What happened to Ouchi was a preventable accident. Not so with the case of Alexander Litvinenko, a forty-three-year-old Russian dissident and former KGB agent whose tea was spiked with polonium d
uring a November 2006 meeting with two other Russians in a bar in London’s Grosvenor Square.
The highly ionizing particles emitted by polonium-210 can be blocked by skin or even a few inches of air. But once inside the body, alpha particles demolish the cells they encounter—whose contents, including the polonium, are absorbed by surrounding cells, creating an ever-expanding swath of devastation. Polonium-210, an almost pure alpha emitter, may well be the most toxic substance on earth; by weight, it’s about two hundred and fifty thousand times more poisonous than hydrogen cyanide, the Nazis’ favored poison. Litvinenko ingested just a speck of polonium, but it was many times more than the maximum safe body burden of seven-trillionths of a gram.
The Soviet Union apparently began using radiation as an assassination weapon in 1957, and today nearly all of the one hundred grams or so of polonium-210 made each year are produced at a repurposed weapons facility on the Volga River. Polonium-210 kills with devastating effectiveness, then departs the body quickly and leaves little trace—its half-life is only 138 days—which makes it a nearly perfect poison.
Litvinenko, an enemy of Russian president Vladimir Putin, vomited that evening, and his temperature dropped.
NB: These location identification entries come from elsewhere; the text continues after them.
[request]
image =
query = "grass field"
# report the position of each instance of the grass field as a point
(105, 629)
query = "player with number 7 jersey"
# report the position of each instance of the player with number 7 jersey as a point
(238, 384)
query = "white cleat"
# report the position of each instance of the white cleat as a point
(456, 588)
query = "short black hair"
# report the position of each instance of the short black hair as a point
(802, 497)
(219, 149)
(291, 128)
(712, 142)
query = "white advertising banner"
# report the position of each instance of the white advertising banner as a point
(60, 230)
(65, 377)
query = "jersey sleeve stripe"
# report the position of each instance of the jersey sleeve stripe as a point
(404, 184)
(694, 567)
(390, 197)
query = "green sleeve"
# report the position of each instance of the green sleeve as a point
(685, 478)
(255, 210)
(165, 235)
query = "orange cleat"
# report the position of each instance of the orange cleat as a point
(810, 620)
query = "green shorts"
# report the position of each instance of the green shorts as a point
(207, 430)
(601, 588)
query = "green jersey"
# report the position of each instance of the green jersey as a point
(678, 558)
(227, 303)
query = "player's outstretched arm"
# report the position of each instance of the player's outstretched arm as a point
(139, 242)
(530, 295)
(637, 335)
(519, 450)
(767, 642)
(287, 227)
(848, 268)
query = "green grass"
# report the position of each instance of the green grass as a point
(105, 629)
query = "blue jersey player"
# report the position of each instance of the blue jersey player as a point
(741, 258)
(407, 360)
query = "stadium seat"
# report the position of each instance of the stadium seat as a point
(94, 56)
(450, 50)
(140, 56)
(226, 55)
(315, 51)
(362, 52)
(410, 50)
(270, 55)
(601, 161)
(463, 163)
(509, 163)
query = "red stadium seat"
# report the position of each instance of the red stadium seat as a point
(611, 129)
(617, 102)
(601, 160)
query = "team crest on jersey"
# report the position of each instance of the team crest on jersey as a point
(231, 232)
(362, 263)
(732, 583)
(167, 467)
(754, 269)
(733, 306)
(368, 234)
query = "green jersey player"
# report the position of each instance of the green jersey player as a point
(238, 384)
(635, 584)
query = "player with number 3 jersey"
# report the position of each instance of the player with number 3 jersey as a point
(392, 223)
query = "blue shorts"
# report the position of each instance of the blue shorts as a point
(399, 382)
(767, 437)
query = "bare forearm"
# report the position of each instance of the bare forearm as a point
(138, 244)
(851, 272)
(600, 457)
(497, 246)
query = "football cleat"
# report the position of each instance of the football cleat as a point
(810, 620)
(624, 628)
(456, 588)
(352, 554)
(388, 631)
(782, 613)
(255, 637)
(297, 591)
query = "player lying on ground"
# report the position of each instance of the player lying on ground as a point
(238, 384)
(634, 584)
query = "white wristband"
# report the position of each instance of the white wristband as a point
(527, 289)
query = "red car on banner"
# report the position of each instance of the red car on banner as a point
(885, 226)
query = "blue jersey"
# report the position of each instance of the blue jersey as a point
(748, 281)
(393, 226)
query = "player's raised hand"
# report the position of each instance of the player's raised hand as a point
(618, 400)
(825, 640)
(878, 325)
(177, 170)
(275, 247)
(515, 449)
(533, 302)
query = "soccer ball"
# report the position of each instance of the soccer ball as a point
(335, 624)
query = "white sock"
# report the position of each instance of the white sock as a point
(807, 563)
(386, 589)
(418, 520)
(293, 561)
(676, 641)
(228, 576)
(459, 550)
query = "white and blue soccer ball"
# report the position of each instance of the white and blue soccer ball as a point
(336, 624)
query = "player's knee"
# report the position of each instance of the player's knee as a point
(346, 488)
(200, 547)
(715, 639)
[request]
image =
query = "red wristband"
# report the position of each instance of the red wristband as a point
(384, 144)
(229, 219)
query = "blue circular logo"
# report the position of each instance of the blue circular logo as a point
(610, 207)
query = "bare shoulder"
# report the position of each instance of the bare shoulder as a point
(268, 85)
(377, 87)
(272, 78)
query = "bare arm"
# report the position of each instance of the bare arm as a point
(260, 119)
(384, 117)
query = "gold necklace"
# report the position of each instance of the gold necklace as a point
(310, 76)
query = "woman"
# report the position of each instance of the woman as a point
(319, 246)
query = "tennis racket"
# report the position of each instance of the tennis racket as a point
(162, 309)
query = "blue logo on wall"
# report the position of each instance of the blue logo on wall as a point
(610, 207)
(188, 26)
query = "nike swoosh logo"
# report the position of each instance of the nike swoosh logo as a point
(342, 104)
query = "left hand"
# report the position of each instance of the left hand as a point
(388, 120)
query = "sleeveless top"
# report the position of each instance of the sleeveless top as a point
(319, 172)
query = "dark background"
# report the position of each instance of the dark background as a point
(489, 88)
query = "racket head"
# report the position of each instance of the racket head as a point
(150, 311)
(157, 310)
Emergency-room doctors diagnosed a stomach infection and sent him home. Two days later he was back in the hospital, where baffled doctors administered antibiotics after tests found nothing conclusive.
As Litvinenko’s condition deteriorated, his heart raced, pushing blood through radiation-swollen arteries and veins. Each beat delivered another blood-borne payload of radiation-emitting cells into his organs and eventually into his bone marrow, where corrupted cells produced ever more radioactive blood.